After the war, he was apprehended by the new Communist authorities. He was tried as part of the Belgrade Process and declared a "member of the pro-Fascist Yugoslav Radical Union, an extreme fascist and signer of the Nedić's Appeal". Because of his "open Fascism and betrayal of his people and country" he was sentenced to 18 months in jail. However, he was never a member of the Yugoslav Radical Union, nor the historiography confirms that he was an "extreme fascist". His entire estate was confiscated in 1946.

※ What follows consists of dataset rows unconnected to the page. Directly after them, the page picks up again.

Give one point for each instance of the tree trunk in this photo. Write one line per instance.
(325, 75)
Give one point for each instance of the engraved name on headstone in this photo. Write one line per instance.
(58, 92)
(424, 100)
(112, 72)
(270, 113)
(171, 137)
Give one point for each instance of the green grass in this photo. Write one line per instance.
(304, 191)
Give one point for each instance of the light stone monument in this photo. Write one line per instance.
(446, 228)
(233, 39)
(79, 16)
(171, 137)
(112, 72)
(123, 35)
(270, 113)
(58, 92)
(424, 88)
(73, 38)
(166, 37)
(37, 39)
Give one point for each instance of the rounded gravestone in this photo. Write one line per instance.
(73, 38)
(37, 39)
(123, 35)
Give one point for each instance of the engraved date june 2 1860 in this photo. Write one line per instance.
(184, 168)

Kumanudi was imprisoned in the Sremska Mitrovica Prison, from 2 March 1946 to 3 November 1947. A year later, he was arrested again and accused of "joining the foundation of an illegal board in August 1948 in Belgrade, with the goal of rounding up of the elements hostile to the state and social organization". Military court sentenced him on 3 February 1951 to 10 years of hard labor with compulsory work and stripped him of his citizen rights for the next 2 years, except from the parental rights. He was sent back to Sremska Mitrovica on 24 June 1950, but due to the age and bad health, the sentence was reduced by 3 years in November 1953 and he was released on 6 November 1956.

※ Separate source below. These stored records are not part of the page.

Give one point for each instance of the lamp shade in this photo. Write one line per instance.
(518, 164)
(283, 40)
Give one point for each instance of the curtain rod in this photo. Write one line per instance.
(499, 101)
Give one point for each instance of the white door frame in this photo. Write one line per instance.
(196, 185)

Kumanudi was tortured in prison, but with "the smartness of an old politician", he managed to survive the imprisonment, despite his old age. He was even taken by the UDBA, the secret police, to their special section which dealt with the comments of the daily press, communiques, estimate of the political situation in the world, etc. His reports were noted for their "archaic style", especially his translations from the French language. His supervisors noted his "diligence", but historians define it as a "mimicry for survival".

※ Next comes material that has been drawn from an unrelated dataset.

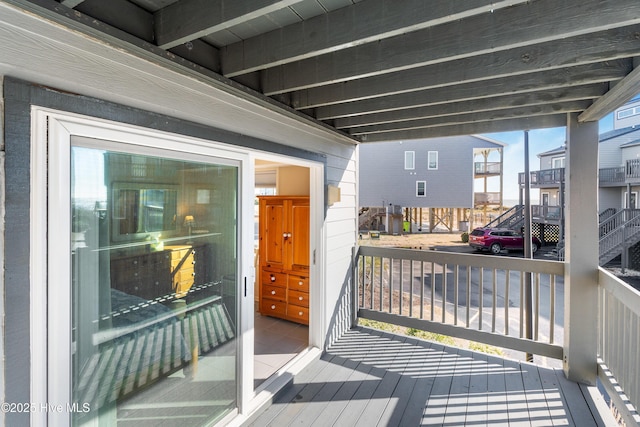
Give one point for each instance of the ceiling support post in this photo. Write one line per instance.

He died on 27 November 1962 in Belgrade.

== Personal life ==
Kumanudi was known for having a "tactile and extremely nice" approach. He was described as having a "personality of aristocratic habitus". Kumanudi was a Freemason.

He married Milica, née Jovanović. They had three children, two sons and a daughter. Their older son, Stanislav Kumanudi, nicknamed Saško, was born in 1903, and worked as a lawyer. Their younger son, Ivan Kumanudi, was a clerk in the finance ministry, but was better known as an athlete. He was a footballer in the SK Jugoslavija football club.